O disco traz um detalhe interessante que já se têm notado muito nos últimos tempos, que é um Dylan na velhice e prova disso são os lançamentos após Time Out of Mind (1997), e isso mostra como a velhice e as visões sobre ela têm sido muito retratado em suas canções mais recentes e nesse álbum de standards não deixa a gente se desiludir com os resultados desse álbum, cheio de suavidade e com referências a um country mais suave, com uma percussão leve e a sonoridade que já se tem ouvido muito nos últimos discos. Mesmo assim, Dylan não nos decepciona e consegue agradar os nossos ouvidos cantando aquelas canções que um dia, Francis Albert Sinatra já deu voz e agradou a muita gente e ainda segue agradando seus fãs, mesmo 17 anos depois de sua morte. Um intérprete que pode cantar coisas do jazz ao folk e do blues ao rock n' roll e deixa sua música soar livre "like a rolling stone" 50 anos depois.
Set do disco:
1 - I'm a Fool to Want You (Frank Sinatra/Jack Wolf/Joel Herron)

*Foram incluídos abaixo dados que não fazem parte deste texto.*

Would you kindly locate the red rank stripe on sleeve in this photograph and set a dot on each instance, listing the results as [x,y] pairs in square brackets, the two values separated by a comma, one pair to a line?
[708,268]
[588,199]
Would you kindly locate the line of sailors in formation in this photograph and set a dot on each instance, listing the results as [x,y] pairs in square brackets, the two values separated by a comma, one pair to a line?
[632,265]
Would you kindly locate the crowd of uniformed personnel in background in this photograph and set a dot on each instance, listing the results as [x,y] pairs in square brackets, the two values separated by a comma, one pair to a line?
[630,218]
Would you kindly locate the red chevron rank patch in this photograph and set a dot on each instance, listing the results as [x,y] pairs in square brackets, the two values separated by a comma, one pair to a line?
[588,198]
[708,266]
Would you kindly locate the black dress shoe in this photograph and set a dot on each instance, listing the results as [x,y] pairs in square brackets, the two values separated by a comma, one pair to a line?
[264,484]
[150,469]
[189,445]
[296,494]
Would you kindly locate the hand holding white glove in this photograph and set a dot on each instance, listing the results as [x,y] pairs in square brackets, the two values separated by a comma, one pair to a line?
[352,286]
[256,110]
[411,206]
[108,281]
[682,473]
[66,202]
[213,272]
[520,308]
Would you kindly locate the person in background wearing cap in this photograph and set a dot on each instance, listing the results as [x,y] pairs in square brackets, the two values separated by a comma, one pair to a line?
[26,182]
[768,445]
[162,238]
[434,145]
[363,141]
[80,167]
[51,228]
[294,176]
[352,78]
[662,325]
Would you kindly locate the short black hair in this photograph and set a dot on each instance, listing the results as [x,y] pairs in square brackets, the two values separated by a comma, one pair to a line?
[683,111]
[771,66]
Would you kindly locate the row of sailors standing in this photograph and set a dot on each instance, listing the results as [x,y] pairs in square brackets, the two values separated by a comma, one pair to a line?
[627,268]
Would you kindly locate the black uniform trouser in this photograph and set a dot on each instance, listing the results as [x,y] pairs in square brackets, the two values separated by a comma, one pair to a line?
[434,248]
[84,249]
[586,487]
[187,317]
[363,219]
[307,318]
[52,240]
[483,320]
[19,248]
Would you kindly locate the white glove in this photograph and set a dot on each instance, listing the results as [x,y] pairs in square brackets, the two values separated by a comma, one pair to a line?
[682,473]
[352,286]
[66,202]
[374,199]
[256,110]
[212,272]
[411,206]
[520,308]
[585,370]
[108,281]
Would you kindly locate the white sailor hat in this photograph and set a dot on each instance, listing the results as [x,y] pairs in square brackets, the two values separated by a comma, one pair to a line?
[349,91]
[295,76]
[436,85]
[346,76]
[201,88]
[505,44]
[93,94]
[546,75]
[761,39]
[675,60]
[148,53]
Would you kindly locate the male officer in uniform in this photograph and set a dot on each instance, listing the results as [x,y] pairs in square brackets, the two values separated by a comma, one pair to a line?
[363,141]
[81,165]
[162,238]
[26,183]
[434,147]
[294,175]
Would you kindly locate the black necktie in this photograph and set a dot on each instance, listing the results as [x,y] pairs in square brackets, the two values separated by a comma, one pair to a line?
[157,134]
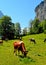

2 - The Night We Called It a Day (Matt Dennis/Tom Adair)
3 - Stay With Me (Carolyn Leigh/Jerome Moross)
4 - Autumn Leaves (Jacques Prévert/Johnny Mecer/Joseph Kosma)
5 - Why Try to Change Me Now (Cy Coleman/Joseph McCarthy)
6 - Some Enchanted Evening (Oscar Hammerstein II/Richard Rodgers)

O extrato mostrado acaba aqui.